1690 - Cartes à jouer

Trésors d'archives

Exposition virtuelle de quelques belles pièces d'archives

Angers fut pendant quatre siècles le siège d'une importante industrie cartière, maintenue jusqu'en 1952 par la fabrique Dieudonné qui dût fermer à la suite de la loi de 1946 accordant liberté totale de fabrication des cartes à jouer à tous les imprimeurs. Cette industrie mal connue mériterait une étude approfondie.

 Les cartes de Jacques Rousseau, maître cartier documenté entre 1689 et 1695, constituent la plus ancienne trace des productions angevines. La première feuille, caractéristique des cartes au portrait de Paris très répandu en France du nord, de l'est et de l'ouest, présente la série complète des dames (Judic dame de coeur, Palas dame de pique, Argine dame de trèfle, Rachel dame de carreau), un fragment du valet de trèfle et le valet de pique Hogier, traditionnellement accompagné d'un petit chien dressé contre sa jambe gauche.

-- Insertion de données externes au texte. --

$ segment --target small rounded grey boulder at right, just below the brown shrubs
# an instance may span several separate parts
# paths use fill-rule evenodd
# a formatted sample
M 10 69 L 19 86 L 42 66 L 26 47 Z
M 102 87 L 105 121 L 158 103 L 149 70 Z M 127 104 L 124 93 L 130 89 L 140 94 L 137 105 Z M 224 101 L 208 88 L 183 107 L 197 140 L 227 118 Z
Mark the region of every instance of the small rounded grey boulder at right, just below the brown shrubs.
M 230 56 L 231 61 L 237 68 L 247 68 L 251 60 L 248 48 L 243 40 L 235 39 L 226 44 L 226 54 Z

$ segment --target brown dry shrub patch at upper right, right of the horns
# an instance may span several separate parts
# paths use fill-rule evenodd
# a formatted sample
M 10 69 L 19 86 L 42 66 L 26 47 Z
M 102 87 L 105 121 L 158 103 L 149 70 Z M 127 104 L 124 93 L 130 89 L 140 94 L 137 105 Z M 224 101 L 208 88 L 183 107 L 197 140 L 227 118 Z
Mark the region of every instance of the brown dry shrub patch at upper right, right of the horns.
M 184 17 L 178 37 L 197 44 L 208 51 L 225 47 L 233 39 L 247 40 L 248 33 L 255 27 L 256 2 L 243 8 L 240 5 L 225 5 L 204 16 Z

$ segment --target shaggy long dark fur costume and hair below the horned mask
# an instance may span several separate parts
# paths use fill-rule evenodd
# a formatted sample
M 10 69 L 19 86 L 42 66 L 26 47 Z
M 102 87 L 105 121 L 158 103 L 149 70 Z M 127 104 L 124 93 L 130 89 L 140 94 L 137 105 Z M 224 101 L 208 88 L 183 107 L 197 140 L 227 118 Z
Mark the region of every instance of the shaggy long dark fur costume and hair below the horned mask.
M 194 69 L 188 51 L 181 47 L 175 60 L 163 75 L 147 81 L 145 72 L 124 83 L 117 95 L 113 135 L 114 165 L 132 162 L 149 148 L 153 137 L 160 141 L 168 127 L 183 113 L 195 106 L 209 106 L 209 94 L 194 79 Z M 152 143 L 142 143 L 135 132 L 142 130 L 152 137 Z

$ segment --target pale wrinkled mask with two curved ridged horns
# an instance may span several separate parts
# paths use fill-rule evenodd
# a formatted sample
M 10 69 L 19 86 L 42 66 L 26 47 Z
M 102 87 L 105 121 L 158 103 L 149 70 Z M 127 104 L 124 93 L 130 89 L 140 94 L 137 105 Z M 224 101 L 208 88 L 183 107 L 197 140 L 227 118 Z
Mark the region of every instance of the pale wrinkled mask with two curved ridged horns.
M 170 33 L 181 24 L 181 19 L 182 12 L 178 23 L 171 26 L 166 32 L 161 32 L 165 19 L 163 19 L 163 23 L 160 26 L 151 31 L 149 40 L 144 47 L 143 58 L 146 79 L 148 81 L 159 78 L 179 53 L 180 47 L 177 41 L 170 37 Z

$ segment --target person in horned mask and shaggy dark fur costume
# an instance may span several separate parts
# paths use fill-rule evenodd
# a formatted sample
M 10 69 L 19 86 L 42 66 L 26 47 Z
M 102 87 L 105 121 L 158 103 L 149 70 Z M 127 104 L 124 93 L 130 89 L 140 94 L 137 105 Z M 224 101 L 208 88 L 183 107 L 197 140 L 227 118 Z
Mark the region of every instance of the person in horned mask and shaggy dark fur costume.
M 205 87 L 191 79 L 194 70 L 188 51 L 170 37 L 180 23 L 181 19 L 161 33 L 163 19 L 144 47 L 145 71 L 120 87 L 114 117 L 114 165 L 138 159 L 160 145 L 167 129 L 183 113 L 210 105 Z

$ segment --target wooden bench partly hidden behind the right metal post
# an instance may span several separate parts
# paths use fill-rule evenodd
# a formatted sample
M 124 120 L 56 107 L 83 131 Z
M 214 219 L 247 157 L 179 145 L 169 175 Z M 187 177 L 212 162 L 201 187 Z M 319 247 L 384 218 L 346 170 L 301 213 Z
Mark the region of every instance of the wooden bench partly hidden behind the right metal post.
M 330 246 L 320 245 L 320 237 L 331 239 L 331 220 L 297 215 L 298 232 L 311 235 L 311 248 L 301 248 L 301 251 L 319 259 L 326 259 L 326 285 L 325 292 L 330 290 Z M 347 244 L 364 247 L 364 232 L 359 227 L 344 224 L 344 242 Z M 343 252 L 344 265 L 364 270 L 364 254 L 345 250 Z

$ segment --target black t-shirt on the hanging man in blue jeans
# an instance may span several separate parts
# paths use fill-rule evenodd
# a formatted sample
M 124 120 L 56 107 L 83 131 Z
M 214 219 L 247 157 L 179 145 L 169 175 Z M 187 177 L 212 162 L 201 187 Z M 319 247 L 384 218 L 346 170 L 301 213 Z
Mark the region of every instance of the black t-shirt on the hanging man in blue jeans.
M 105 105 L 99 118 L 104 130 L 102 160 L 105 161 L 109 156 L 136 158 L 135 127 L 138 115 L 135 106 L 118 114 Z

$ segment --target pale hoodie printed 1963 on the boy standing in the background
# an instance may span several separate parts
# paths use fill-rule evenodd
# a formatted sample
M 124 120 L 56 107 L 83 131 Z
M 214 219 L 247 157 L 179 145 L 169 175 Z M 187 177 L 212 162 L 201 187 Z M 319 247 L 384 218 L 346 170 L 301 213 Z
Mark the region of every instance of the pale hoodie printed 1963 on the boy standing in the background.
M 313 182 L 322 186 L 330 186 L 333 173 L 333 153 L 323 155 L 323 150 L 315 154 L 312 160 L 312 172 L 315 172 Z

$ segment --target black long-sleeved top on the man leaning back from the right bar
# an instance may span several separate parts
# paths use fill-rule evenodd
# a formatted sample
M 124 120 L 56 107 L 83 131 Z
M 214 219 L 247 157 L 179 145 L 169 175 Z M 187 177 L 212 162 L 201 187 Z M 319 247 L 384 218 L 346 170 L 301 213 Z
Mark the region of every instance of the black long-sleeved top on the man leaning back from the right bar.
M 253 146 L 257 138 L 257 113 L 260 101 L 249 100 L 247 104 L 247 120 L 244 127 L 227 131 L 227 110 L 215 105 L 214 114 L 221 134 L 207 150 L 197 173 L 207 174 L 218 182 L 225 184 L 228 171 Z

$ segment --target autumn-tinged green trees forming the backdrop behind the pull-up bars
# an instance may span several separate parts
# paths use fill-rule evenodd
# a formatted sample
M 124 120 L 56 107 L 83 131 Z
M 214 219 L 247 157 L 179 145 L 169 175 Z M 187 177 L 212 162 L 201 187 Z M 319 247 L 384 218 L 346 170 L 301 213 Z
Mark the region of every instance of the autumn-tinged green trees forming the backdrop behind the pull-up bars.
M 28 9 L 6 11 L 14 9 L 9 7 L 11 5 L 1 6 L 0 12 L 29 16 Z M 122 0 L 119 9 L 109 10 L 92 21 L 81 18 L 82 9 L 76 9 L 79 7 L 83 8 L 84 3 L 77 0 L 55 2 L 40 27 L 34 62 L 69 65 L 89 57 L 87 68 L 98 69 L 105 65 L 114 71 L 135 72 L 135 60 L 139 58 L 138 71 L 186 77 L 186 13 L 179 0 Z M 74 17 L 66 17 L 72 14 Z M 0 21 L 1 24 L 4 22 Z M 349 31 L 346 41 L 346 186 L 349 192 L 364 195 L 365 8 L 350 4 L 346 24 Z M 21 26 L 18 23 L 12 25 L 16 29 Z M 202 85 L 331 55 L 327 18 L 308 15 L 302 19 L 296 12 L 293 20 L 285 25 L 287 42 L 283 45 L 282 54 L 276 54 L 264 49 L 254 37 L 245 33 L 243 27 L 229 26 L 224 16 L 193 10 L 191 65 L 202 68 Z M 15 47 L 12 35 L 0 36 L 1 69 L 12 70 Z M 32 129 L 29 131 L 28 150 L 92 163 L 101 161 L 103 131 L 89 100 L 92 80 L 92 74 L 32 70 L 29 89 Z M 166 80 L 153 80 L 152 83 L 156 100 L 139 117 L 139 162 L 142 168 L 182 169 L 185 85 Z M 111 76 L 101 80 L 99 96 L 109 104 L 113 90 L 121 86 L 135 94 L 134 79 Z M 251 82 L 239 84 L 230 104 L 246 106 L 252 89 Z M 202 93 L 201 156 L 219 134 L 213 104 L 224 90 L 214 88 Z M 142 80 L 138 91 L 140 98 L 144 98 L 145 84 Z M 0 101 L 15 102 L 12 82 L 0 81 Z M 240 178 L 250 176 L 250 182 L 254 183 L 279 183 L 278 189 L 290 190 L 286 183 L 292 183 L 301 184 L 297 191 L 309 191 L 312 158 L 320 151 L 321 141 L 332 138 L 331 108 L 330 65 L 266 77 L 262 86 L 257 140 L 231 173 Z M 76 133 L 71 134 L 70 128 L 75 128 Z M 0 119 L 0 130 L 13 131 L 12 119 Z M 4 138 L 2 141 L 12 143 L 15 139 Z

Les personnages portent les noms actuels, fixés vers la fin du XVIIe siècle. Ceux de la seconde feuille, gravés en revanche selon le portrait de Guyenne, ne portent aucun nom . Toutes deux ne présentent aucune enseigne (pique, trèfle…) : celles-ci étaient peintes après l'impression.

 En 1631, Angers fait partie des onze villes du royaume autorisées officiellement à fabriquer des cartes à jouer. Il est probable cependant que des cartiers y exercent déjà leur art au XVIe siècle. D'Allemagne cite en effet pour 1551 le cartier Thomas Vitaye et le 6 avril 1609, les échevins demandent une enquête sur le droit qu'un certain Fradet prend de décréter des amendes contre les marchands de cartes.

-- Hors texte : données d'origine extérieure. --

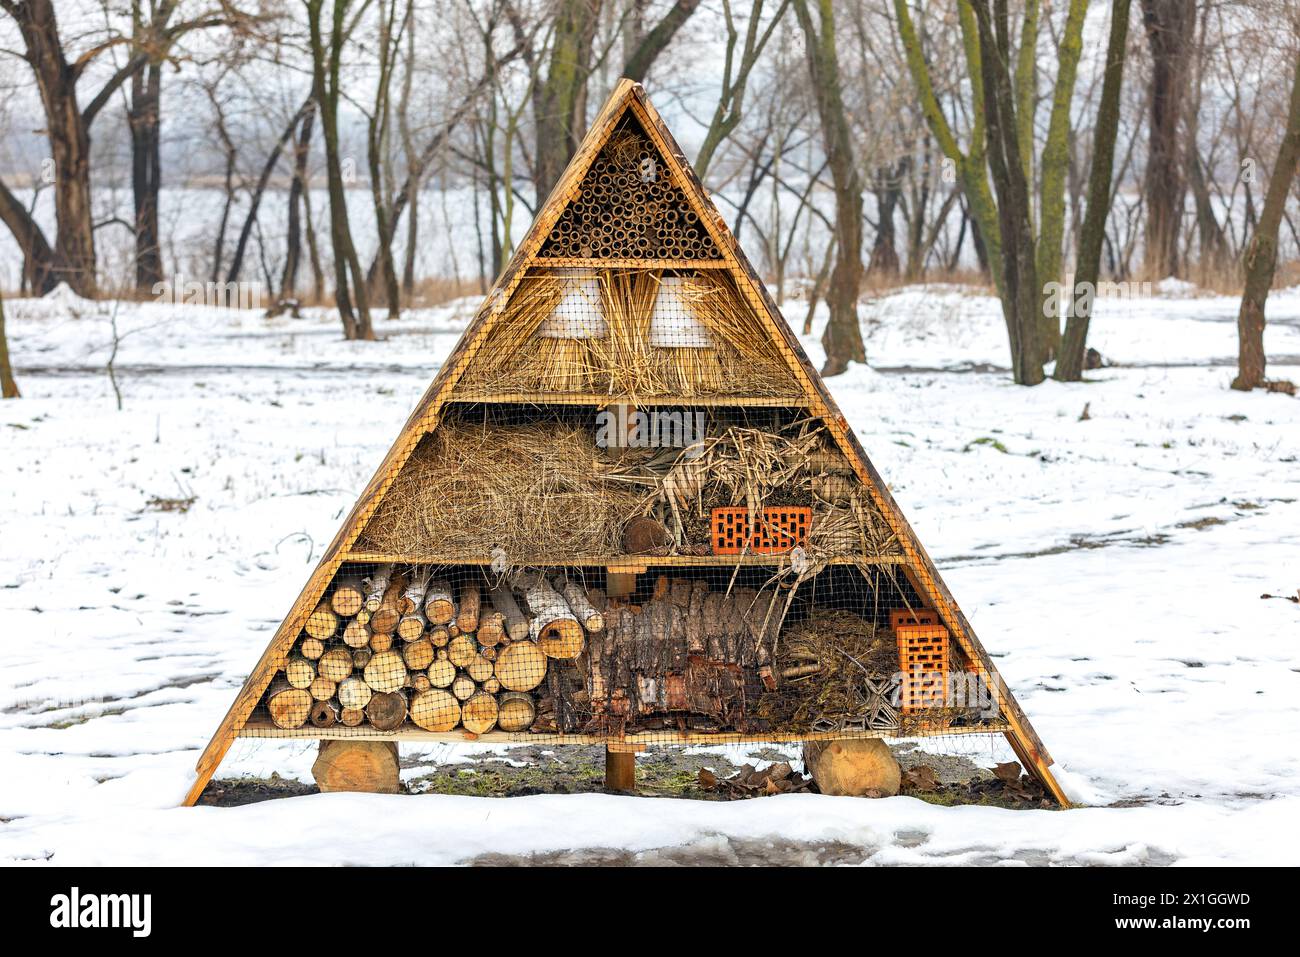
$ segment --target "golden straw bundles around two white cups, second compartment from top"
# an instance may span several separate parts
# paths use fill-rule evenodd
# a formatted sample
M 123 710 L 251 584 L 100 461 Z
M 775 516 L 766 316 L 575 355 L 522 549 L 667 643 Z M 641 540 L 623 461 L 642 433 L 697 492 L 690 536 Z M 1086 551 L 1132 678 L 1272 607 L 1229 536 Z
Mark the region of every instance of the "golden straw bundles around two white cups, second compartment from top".
M 599 270 L 608 334 L 549 338 L 538 326 L 564 296 L 562 276 L 534 269 L 519 282 L 462 380 L 486 391 L 567 391 L 618 397 L 796 397 L 789 368 L 728 277 L 690 276 L 684 299 L 710 347 L 650 345 L 662 269 Z M 593 317 L 595 309 L 593 307 Z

 Les registres paroissiaux livrent en 1674 le nom d'Étienne Madigné, tige d'une dynastie de "marchands cartiers" qui se poursuit jusqu'à la Révolution. Le 4 juin 1675, Simon Helboult, marchand cartier, épouse Marie Joret appartenant à une autre dynastie de cartier. Les Archives d'Angers conservent un spécimen d'enveloppe de jeu de Simon Elbout (orthographe la plus commune) marquée : A bon jeu, bon argent. Cartes très fines à batons faite par Simon Elbout rus du Beuf Couronné à la Bonne Renommée à Angers. Gros marchand, Simon Elbout, mort en 1708, paie vingt livres de capitation en 1694. Le cartier Quitteboeuf a un commerce encore plus considérable puisqu'il est taxé à cinquante livres.

 Au XVIIIe siècle, les maîtres cartiers sont huit à dix en moyenne. Dès les années 1680-1690, leur production très soignée fait rude concurrence aux cartiers nantais. Le métier, regroupé avec les cartonniers, est libre. N'étant pas constitué en corporation, il n'a pas de statut. Seuls de grands centres comme Nantes, Toulouse, Rouen, Paris ou Lyon purent obtenir le groupement en corporation. Les cartiers angevins ne sont plus que six en 1789 (quatre à Toulouse, huit à Lyon), mais produisent environ 105 300 jeux de piquet par an. Le plus actif d'entre eux, Pierre Sigogne, taxé à soixante-quatorze livres de capitation, fait partie des Angevins les plus imposés. Il rédige le cahier de doléances des cartiers-cartonniers en 1789.

 Bibliographie : ALLEMAGNE (Henry d'), Les cartes à jouer, Paris, Hachette, 1906, 2 vol. in-4°, XVI-504, 604 p., 231 pl. et 183 pl. ; DEPAULIS (Thierry), "Les cartes à jouer : six siècles d'histoire", dans Gé-Magazine, n° 119, 1993, p. 19-31.